The Ghostly Stringybark front cover
View Gallery

The Ghostly Stringybark: Twenty-nine award-winning ghost and horror tales from the Stringybark Short Story Awards

David Vernon

Published Date: January 4, 2016

Available in

Paperback

$14.95

plus postage

Avg. Rating

Overview

From the introduction by David Vernon,

I enjoy a good ghost or horror story, which is somewhat ironic for someone who claims to have a rather sceptical mind. My enjoyment comes not so much from the supernatural element that pervades the ghost genre but from the wonderful way writers can spin a story that can elicit an emotional response. Sometimes it will be fear, while at other times it will be amusement at the cleverness of the writing.

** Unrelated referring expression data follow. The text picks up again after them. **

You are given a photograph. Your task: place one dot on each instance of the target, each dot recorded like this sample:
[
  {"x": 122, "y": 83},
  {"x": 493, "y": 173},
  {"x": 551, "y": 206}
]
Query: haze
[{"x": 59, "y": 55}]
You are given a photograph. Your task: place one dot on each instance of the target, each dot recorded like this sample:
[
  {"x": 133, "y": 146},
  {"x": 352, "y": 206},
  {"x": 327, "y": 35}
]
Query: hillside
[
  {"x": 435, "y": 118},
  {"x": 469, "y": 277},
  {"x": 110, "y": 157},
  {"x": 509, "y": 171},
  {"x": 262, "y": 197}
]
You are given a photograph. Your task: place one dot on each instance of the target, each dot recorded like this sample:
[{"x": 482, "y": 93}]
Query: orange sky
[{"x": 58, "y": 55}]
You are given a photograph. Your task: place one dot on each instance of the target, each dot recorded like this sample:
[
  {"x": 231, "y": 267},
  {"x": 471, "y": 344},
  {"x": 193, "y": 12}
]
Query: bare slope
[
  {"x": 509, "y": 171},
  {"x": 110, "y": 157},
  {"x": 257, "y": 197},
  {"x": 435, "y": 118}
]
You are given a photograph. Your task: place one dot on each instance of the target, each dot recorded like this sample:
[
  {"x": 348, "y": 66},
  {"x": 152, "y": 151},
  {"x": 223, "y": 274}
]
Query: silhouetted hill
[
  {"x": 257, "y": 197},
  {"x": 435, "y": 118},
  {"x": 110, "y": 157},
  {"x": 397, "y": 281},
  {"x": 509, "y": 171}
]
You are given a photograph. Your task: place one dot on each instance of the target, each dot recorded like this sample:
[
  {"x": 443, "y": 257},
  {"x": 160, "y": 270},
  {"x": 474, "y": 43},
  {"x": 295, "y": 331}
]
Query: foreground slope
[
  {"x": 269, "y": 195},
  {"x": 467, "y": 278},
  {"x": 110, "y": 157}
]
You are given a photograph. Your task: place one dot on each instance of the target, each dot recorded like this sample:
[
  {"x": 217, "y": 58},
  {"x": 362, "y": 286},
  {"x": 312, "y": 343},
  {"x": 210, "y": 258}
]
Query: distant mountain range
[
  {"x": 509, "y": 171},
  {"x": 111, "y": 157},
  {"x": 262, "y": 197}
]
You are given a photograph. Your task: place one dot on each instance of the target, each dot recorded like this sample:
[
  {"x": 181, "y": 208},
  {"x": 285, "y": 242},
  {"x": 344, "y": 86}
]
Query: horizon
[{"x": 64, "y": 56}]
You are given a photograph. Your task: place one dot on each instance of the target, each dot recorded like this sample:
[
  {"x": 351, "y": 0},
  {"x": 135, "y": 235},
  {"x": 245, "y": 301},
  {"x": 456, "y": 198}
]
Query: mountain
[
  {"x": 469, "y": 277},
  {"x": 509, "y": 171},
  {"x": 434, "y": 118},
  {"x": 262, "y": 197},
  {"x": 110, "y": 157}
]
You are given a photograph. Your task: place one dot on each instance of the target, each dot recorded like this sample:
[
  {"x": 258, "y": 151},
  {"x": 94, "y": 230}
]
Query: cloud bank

For this anthology of award-winning stories the only guidance the authors were given was that they had to write a ghost or horror story that had a link, no matter how tenuous, to Australia. I think you will find that they have fulfilled this requirement admirably and we have here a great

collection of Australian ghost and horror stories. This is the twenty-fifth anthology from Stringybark Stories and this book adds a new genre to the many that Stringybark Stories has already explored—history, speculative fiction, humour, erotica, SF, travel and now horror and ghosts. We know you will enjoy your journey through these pages, even if turning the page elicits fear and terror!

About the judges

David Vernon is a full time writer and editor. While he is known for his non-fiction books about birth: Men at Birth, Having a Great Birth in Australia, Birth Stories and With Women, he has turned his hand to writing science articles for newspapers and magazines as well as scribbling the odd short story or two. He established the Stringybark Short Story Awards in 2010 to promote short story writing. He is currently trying to write an Australian history book but not finding much time. He is the Chair of the ACT Writers Centre. David’s website is: www.davidvernon.net.

Zena Shapter is a Ditmar Award-winning author whose work has been published in magazines such as Midnight Echo and anthologies like Award-Winning Australian Writing (2012 & 2014). She has been called a writer who ‘deserves your attention’ (Lillian Csernica, Tangent Online), a ‘specialist in the weird, wacky, wonderful world of speculative fiction’ (NSW Writer’s Centre). She has won ten national writing competitions, including the Australian Horror Writer’s Association Short Story Competition. She writes close-to-reality books of the unexplained, adventures that capture the imagination, and evocative stories that get you thinking. She’s the founder and leader of the award-winning Northern Beaches Writers’ Group, a creative writing tutor and mentor, a social media consultant, freelance editor and book layout designer. Read her on zenashapter.com.

Graham Miller’s childhood ambition of becoming a world famous author actually kind of came true—but not in the genre he’d expected! While family legend has it that he went under the surgeon’s knife still reading The Secret Seven and he saw himself supplanting both Enid Blyton and Agatha Christie, it was the mysteries of accounting and computer that brought him fame (even if not fortune). Two decades and more than two-dozen textbooks saw his reading and writing for fun take a back seat. Now retired, he continues to read whodunnits in preference but enjoys any good yarn – and he loves the freedom of the iPad to read in bed in the dark. He turned to fiction writing in 2014 to while away the day and now writes short stories as a break from working on being the house-husband.He was shortlisted in the 2014 Stringybark Short Story Awards (as Allan Sykes), is the convener of the Fernhill Writers’ Group and is currently establishing a group dedicated to preserving the art of the Aussie Bush Yarn.

Dr Rick Williams lost his innocence at seventeen when he joined the RAAF to become an Aeronautical engineer. He regained his composure when he resigned and started anew at Monash University majoring in classics and where he gained his PhD. He spent fourteen great years in the Parliamentary Education Office in Parliament House Canberra, mixing itwith a cross-section of our elected representatives—from the lost (Pauline Hanson before her maiden speech) to the bizzare (Bob Katter) — both from Queensland. Currently he manages Cooma Cottage Yass for the National Trust NSW, and occasionally has some successes. Rick has previously judged the Stringybark Malicious Mysteries Short Story Competition and the Stringybark Erotic Fiction Competition.